StefanHex 9 Jul 2023 10:27 UTC
LW: 6 AF: 5
0
AF
Nice work! I’m especially impressed by the [word] and [word] example: This cannot be read-off the embeddings, thus the model must be actually computing and storing this feature somewhere! I think this is exciting since the things we care about (deception etc.) are also definitely not included in the embeddings. I think you could make a similar case for Title Case and Beginning & End of First Sentence but those examples look less clear, e.g. the Title Case could be mostly stored in “embedding of uppercase word that is usually lowercase”.

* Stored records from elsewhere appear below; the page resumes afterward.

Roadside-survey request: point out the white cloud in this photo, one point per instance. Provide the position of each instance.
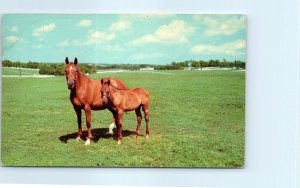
(85, 23)
(234, 48)
(39, 32)
(38, 46)
(120, 25)
(115, 48)
(64, 43)
(222, 24)
(97, 37)
(143, 56)
(176, 32)
(13, 39)
(14, 29)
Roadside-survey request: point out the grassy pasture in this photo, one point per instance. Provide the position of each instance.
(196, 120)
(16, 71)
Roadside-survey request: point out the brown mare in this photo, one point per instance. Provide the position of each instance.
(85, 94)
(120, 101)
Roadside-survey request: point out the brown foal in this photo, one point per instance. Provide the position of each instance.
(120, 101)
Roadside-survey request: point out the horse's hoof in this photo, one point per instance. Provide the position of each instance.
(134, 136)
(78, 138)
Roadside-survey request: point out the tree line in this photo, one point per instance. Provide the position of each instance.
(58, 68)
(202, 64)
(48, 68)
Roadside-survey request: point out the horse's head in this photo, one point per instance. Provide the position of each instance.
(71, 71)
(105, 91)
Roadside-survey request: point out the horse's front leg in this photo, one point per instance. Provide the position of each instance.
(119, 126)
(78, 113)
(88, 124)
(112, 126)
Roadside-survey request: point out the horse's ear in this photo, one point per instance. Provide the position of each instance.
(67, 60)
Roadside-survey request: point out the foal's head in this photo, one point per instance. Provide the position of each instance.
(105, 91)
(71, 71)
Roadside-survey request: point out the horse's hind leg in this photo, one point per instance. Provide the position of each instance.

- Logan Riggs 9 Jul 2023 11:21 UTC
  LW: 4 AF: 1
  0
  AF Parent
  Actually any that are significantly effected in “Ablated Text” means that it’s not just the embedding. Ablated Text here means I remove each token in the context & see the effect on the feature activation for the last token. This is True in the StackExchange & Last Name one (though only ~50% of activation for last-name, will still recognize last names by themselves but not activate as much).
  The Beginning & End of First Sentence actually doesn’t have this effect (but I think that’s because removing the first word just makes the 2nd word the new first word?), but I haven’t rigorously studied this.